26 de dezembro de 2011

CEZAR ZILLIG



"Fatalidade
O sol já ia alto, a manhã cedera lugar ao dia pleno. Um dia de semana, de rotina, um dia como outro qualquer. No quarto o pai ressonava, talvez se recuperando de um terceiro turno; na sala os filhinhos, quatro deles, brincavam contidos para fazer o silêncio tão exigido. Bonança. Isto, reinava a bonança naquele lar.

Súbito uma gritaria irrompe e o cheiro de queimado e também fumaça, toma conta da casa. O pai salta assustado e se depara com labaredas na sala enquanto os pequenos se agarram às suas pernas. Instintivamente coloca para fora os filhos assustados e volta para enfrentar a ameaça. Ameaça grave já que seu lar está instalado numa casa de madeira. Rápido, traça uma estratégia: levar para o banheiro, a única peça de alvenaria da casa, o foco de incêndio e assim faz: puxa para o banheiro o sofá em chamas, planejando dominar ali o foco de fogo. Porém, o sofá era feito de material altamente inflamável e o fogo se alastrou de maneira inesperada e fugiu ao controle. A situação se revelou gravíssima: Humberto, este era o nome do protagonista, se viu preso em uma armadilha mortal. E mais, por um azar ainda maior, na pequena peça sua filha Roberta de 15 anos tomava sua ducha matinal e foi subitamente transformada em mais uma refém da tragédia que se sucederia. Para resumir: ambos tiveram seus corpos literalmente torrados e viriam a morrer uma morte crudelíssima dentro de um e dois dias.

O episódio absurdo marcou de forma indelével os outros protagonistas, diversos filhos menores e entre eles o inocente causador do incêndio e da tragédia.

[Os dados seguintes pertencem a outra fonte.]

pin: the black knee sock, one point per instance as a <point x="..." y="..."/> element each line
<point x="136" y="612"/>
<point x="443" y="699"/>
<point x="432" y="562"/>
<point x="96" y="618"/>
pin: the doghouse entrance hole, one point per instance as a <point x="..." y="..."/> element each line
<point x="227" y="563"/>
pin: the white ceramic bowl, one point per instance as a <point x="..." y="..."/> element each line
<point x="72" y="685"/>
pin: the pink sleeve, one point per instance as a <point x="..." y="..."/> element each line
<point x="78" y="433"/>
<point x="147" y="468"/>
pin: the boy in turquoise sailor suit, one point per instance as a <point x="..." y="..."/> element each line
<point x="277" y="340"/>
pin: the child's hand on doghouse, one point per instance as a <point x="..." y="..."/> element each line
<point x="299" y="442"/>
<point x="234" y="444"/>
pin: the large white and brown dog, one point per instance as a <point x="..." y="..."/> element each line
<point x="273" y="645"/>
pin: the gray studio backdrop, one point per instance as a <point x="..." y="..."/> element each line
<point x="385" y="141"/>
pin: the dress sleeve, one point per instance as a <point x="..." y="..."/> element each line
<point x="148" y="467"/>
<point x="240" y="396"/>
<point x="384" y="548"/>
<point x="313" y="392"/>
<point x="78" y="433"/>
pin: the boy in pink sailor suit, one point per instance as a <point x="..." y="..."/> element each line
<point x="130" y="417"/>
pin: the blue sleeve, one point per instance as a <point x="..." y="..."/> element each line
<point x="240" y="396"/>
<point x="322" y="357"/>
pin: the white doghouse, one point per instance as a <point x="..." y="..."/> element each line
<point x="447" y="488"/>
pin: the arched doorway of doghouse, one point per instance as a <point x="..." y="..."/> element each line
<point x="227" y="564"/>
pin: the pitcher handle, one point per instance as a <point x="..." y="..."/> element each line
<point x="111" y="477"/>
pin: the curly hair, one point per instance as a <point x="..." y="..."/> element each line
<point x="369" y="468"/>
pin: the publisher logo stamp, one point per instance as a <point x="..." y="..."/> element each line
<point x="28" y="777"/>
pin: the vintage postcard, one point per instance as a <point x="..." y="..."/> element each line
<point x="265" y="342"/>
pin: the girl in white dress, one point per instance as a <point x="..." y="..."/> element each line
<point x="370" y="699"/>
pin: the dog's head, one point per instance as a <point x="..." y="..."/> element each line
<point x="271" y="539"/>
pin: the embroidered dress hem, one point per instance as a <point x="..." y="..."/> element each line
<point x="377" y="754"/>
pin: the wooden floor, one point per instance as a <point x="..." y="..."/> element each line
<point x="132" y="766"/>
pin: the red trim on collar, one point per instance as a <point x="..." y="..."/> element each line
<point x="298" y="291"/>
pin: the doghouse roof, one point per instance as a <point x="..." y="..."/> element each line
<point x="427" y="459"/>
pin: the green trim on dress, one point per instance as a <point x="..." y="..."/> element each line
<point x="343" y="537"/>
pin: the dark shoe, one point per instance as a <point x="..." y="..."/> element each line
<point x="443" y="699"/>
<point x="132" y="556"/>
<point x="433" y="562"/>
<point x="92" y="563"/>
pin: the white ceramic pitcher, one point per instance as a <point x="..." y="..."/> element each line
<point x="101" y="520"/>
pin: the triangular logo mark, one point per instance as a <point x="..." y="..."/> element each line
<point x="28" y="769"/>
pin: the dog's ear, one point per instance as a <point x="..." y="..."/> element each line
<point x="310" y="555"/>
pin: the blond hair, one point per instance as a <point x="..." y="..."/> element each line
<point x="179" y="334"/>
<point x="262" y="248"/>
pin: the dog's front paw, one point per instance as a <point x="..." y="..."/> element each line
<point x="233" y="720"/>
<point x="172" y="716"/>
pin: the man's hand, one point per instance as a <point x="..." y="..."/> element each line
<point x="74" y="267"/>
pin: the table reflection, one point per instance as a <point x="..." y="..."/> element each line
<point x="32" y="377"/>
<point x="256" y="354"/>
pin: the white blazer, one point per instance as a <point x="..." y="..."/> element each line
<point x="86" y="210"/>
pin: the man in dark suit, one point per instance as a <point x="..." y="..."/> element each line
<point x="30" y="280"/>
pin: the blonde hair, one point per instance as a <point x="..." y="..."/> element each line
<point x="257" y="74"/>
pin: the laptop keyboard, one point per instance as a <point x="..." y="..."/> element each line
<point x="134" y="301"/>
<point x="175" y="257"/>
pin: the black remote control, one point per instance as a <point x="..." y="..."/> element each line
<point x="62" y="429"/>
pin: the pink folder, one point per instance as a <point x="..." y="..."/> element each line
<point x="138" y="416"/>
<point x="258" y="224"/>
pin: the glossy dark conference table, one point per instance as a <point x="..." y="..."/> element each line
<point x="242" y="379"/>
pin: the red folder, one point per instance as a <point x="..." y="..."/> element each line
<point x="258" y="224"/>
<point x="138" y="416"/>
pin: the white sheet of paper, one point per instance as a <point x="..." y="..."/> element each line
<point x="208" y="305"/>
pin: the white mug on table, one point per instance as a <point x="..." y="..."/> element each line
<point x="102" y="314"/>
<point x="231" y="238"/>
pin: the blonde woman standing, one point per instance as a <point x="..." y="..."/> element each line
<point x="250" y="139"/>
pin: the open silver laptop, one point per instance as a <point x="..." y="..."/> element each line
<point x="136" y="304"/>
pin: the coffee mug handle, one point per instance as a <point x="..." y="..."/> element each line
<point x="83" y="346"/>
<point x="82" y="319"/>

Com quatro anos não se tem noção do que uma chaminha de isqueiro é capaz. Uma flama azul bonita, dócil...

Esta história, tão recente, tão próxima, tão pungente, demonstra como o destino, quando quer, pode ser perverso; em geral ignora-se que a tragédia e a própria morte nos espreita a todo momento. São infinitas as possibilidades onde caprichos do destino podem nos fulminar em meio a mais trivial das atividades. Somos sobreviventes de tragédias que simplesmente esqueceram de acontecer.

Uma realidade cruel e gratuita, difícil de se aceitar. Dentre todas as vítimas, Roberta é que suscita a maior compaixão; entrou para um rápido banho sem suspeitar do imediato suplício e da morte em breve."

2 comentários:

Charmaine disse...

Zillig sempre lúcido... e de forma sensível retratando o nosso trôpego caminhar num mundo repleto de armadilhas fatais! Que você nos brinde sempre com seus artigos esclarecedores!

Anônimo disse...

Bem redigido. Mas doloroso demais.
Sempre alerta é o lema em todas as situações da vida.